Chapitre 3 : Terminer le jeu chacun à sa façon
C'est le premier jeu Mario 2D depuis 11 ans, mais je suis certain que pour une partie des joueurs sur Nintendo Switch, ce sera leur premier jeu de plateforme Mario 2D à défilement horizontal. Cela a-t-il influencé le développement du jeu ?
Hayashida :
Nous avons beaucoup discuté du type de Mario 2D qui serait adapté à notre époque.
Tezuka :
Nous avons lancé ce projet avec un sentiment d'urgence dès le début.
Un sentiment d'urgence ?
Tezuka :
Comparés aux jeux Mario 3D, les jeux Mario 2D peuvent sembler plus monotones sur le plan visuel et plus difficiles à terminer, mais nous avons fait une petite découverte lors du développement de l'application sur smartphone, Super Mario Run (15).
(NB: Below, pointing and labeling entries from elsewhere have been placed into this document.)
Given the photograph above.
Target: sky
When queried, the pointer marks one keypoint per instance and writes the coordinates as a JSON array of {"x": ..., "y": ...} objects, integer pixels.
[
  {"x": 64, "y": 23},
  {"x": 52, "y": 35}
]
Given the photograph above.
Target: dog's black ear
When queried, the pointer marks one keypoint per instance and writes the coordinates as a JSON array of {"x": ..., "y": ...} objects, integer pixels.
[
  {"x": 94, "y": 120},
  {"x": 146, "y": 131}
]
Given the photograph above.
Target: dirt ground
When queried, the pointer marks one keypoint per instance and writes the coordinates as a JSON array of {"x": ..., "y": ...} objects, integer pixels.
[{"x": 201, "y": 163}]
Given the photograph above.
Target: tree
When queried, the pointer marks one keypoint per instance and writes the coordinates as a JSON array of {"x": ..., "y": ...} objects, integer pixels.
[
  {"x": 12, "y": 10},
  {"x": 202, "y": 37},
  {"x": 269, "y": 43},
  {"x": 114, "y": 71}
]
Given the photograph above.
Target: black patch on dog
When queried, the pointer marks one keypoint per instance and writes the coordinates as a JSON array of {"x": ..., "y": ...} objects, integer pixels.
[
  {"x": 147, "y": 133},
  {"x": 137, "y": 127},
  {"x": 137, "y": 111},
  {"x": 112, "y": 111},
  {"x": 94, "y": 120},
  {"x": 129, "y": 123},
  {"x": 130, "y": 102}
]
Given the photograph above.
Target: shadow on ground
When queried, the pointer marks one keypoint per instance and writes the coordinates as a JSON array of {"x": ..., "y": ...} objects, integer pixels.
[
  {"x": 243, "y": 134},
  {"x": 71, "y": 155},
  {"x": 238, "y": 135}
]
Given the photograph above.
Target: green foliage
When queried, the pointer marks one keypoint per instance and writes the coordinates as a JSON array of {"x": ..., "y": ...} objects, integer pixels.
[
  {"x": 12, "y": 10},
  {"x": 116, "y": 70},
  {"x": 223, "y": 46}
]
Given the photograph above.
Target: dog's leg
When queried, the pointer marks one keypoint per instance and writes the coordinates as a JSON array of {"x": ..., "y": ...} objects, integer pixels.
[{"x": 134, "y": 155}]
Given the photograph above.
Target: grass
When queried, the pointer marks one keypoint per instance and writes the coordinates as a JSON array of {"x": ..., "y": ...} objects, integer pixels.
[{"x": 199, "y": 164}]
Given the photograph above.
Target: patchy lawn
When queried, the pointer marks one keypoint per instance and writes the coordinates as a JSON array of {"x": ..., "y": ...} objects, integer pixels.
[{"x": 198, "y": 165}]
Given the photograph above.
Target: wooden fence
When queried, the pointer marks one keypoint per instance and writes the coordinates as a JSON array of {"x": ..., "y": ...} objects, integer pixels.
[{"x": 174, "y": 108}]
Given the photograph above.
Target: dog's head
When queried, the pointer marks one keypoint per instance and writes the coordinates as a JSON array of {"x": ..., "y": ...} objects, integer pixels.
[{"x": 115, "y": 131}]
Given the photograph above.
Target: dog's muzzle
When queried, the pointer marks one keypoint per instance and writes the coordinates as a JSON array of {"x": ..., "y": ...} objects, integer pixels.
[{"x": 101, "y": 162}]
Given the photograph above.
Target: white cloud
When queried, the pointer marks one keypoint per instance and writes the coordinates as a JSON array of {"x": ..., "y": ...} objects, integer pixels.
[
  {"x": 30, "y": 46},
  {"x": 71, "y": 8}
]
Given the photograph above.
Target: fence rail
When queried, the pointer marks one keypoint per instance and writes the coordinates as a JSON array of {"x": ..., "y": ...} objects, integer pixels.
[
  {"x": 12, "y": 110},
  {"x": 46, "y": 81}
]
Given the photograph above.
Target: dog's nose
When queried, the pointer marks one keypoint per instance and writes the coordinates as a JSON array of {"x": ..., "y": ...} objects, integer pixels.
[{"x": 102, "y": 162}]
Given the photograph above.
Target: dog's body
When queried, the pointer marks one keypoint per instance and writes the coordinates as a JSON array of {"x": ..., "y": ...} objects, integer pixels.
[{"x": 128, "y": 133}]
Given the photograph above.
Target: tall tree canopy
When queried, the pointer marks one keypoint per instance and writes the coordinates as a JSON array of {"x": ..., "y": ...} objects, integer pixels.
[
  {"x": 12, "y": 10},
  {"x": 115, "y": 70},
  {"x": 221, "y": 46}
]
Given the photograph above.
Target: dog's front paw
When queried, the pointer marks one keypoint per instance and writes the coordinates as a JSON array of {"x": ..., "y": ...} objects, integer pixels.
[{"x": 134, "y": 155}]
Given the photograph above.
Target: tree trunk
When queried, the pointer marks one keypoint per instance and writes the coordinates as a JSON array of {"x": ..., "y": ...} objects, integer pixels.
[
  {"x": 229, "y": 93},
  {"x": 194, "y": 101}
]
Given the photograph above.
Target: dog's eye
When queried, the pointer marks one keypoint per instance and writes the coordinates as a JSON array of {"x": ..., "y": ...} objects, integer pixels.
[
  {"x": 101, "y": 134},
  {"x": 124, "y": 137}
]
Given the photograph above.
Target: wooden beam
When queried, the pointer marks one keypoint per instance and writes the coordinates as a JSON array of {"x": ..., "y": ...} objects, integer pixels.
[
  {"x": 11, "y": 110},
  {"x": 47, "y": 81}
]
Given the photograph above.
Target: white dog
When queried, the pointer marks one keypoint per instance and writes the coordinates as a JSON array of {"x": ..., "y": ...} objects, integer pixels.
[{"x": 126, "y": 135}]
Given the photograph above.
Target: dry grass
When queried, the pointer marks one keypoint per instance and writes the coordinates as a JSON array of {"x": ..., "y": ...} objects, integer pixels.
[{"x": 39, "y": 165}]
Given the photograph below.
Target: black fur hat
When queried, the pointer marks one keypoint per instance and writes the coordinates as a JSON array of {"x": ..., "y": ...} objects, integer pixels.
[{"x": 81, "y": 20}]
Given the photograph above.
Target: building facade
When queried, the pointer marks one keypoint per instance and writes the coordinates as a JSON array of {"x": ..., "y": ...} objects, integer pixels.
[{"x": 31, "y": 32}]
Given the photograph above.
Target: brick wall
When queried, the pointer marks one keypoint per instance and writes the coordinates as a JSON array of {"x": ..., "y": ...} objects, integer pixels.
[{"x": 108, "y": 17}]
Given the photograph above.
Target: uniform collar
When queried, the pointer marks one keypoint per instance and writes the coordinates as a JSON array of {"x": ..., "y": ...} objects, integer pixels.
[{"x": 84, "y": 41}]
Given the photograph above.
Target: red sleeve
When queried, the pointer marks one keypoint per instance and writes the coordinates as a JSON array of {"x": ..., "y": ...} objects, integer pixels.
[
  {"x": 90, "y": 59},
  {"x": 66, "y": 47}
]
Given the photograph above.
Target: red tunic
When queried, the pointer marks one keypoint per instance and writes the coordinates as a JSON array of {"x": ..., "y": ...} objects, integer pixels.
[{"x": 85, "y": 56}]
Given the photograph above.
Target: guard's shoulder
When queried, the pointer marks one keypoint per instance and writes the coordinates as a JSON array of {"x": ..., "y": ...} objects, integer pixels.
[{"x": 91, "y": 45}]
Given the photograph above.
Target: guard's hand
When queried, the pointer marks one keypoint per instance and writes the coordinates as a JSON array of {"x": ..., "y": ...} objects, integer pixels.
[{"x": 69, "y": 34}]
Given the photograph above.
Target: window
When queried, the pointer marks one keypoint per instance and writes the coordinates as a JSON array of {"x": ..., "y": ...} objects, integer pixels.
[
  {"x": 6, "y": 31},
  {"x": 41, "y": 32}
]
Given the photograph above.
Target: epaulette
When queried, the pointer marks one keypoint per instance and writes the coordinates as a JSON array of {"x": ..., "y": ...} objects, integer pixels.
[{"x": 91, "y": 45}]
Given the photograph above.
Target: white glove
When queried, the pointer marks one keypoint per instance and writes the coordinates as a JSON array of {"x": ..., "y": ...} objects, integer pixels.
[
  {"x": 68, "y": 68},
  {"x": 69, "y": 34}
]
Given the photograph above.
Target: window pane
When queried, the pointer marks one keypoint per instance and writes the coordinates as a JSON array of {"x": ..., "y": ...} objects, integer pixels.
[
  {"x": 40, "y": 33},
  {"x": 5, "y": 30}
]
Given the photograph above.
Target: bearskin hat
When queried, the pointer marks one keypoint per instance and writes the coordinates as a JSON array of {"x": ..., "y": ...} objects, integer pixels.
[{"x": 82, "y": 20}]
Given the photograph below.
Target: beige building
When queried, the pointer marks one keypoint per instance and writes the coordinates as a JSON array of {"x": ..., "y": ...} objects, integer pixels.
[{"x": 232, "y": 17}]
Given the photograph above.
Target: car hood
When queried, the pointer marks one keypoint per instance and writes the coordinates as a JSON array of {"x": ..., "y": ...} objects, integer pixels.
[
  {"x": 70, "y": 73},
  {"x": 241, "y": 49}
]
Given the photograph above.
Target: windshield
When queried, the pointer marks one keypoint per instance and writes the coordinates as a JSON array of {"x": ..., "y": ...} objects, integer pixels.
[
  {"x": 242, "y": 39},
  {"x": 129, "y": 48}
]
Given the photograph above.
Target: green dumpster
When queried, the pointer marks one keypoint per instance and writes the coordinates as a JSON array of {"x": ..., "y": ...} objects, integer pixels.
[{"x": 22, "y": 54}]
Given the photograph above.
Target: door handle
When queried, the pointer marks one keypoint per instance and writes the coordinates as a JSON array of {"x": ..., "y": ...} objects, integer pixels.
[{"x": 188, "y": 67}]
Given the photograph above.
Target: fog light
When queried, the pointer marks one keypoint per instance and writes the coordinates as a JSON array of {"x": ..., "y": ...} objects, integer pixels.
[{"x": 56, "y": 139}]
Un des membres de l'équipe de développement qui n'était pas très fort aux jeux de plateforme Mario nous avait dit : « J'aimerais aller plus loin dans le jeu, mais je n'avance pas parce que je ne suis pas très doué avec ce type de jeu. »
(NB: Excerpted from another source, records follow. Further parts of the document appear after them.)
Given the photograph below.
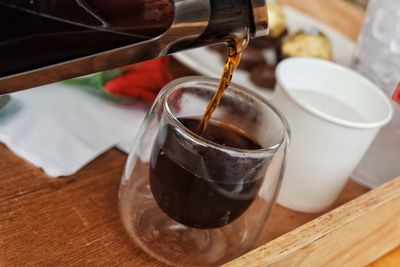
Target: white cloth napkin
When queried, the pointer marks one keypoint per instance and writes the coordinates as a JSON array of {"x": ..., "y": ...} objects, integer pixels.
[{"x": 60, "y": 128}]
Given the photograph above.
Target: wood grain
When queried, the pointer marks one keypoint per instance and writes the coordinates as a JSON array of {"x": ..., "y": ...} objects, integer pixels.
[
  {"x": 354, "y": 234},
  {"x": 71, "y": 221}
]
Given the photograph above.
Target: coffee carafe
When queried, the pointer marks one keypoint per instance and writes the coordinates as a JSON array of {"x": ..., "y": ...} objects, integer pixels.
[{"x": 44, "y": 41}]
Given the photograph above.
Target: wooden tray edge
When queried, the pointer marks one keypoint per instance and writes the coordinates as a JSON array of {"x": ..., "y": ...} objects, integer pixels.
[{"x": 353, "y": 234}]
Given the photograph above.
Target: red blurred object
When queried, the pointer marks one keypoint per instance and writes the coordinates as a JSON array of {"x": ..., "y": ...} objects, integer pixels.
[
  {"x": 396, "y": 94},
  {"x": 143, "y": 80}
]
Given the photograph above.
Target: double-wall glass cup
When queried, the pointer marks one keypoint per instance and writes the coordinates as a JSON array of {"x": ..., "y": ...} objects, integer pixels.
[{"x": 202, "y": 200}]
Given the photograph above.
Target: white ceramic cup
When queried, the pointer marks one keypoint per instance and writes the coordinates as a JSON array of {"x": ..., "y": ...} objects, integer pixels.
[{"x": 334, "y": 114}]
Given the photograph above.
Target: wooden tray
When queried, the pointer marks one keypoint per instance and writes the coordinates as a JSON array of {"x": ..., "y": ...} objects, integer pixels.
[{"x": 353, "y": 234}]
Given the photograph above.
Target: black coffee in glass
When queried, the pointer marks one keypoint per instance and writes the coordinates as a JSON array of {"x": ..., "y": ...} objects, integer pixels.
[{"x": 200, "y": 186}]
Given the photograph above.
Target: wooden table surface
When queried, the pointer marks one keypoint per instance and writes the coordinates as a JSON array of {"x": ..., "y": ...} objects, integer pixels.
[{"x": 75, "y": 220}]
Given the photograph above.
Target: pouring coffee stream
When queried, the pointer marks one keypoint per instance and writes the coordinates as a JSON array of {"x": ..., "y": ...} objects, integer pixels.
[
  {"x": 232, "y": 62},
  {"x": 45, "y": 41}
]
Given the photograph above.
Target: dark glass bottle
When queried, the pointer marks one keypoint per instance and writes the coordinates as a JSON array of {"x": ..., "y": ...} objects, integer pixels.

(15) Une application pour smartphones lancée en décembre 2016. Le jeu consiste à toucher l'écran pour faire sauter Mario tandis qu'il court automatiquement, afin d'atteindre le château de Bowser.
Sato :
J'ai entendu dire qu'il n'arrêtait pas de tomber dans le gouffre dans ce niveau où vous devez sauter d'une plateforme champignon à une autre au tout début.
Tezuka :
Nous n'avions pas pensé que c'était si difficile, donc nous n'imaginions pas que vous pouviez perdre courage et arrêter de jouer si cela paraissait trop dur. Nous avons donc réfléchi à ce que nous pouvions faire pour pousser les joueurs à aller de l'avant. Nous nous sommes dit que c'était peut-être parce qu'ils n'étaient pas assez libres. Par exemple, j'ai le sentiment que Super Mario Odyssey est conçu pour que tous les utilisateurs puissent arriver au bout, quelle que soit la façon dont ils progressent dans le jeu.
Hayashida :
Je pense que ce gameplay est adapté à l'époque moderne. M. Tezuka a suggéré de prendre les jeux de plateforme Mario 3D comme exemples, car leur gameplay est conçu pour que les joueurs arrivent au bout.
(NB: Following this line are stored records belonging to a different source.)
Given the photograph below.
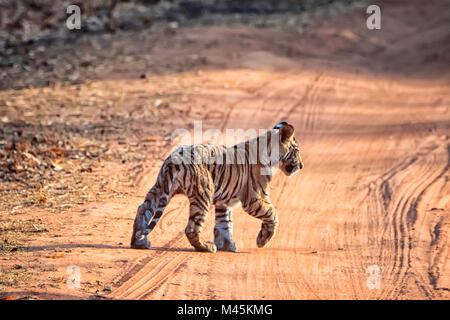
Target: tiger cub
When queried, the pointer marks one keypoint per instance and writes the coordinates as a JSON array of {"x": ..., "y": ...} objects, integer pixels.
[{"x": 212, "y": 174}]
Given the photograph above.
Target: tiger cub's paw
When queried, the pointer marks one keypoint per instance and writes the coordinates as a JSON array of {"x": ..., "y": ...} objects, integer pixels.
[
  {"x": 224, "y": 242},
  {"x": 141, "y": 243},
  {"x": 264, "y": 237},
  {"x": 207, "y": 246}
]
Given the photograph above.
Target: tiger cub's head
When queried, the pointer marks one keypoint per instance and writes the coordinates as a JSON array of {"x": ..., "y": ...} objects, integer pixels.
[{"x": 290, "y": 159}]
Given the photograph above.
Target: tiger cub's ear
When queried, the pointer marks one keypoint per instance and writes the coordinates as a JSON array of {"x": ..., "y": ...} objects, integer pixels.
[
  {"x": 286, "y": 132},
  {"x": 278, "y": 126}
]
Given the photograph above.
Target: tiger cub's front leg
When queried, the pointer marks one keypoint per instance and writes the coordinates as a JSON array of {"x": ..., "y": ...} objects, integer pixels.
[
  {"x": 223, "y": 229},
  {"x": 264, "y": 210}
]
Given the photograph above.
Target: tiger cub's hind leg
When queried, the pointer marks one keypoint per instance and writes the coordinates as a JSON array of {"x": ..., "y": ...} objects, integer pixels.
[
  {"x": 223, "y": 229},
  {"x": 197, "y": 218}
]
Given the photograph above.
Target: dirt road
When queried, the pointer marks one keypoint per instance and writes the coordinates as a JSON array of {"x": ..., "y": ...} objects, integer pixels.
[{"x": 371, "y": 112}]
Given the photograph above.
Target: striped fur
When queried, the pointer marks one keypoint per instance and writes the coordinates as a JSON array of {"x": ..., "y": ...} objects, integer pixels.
[{"x": 223, "y": 177}]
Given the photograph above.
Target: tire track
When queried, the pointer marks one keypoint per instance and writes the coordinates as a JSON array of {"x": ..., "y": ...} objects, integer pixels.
[{"x": 400, "y": 192}]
Je vois. Là aussi, vous vous êtes inspirés de la façon dont les jeux Mario 3D sont développés.
Tezuka :
Il me semble que les jeux Mario 2D ont souvent la réputation de ne pas pardonner la moindre inattention. En comparaison avec les jeux Mario 3D, la moindre action dont le timing n'est pas parfait entraîne une erreur plus importante étant donné que vous avez moins de possibilités en termes de mouvements. Nous avons modifié cela dans ce jeu. Il a été pensé pour que les joueurs puissent avancer en utilisant leur tête et pas seulement leurs compétences.
Hayashida :
Avec tout cela à l'esprit, nous nous sommes dit qu'un Mario 2D adapté à son époque serait un jeu que vous pouvez terminer comme bon vous semble. Par exemple, jusqu'à maintenant, les jeux Mario 2D respectaient un format bien précis ; les joueurs devaient terminer chaque niveau dans un ordre établi. Dans ce titre, les joueurs qui aiment la difficulté peuvent commencer par un niveau difficile et les débutants par un plus simple. La difficulté est indiquée à chaque fois.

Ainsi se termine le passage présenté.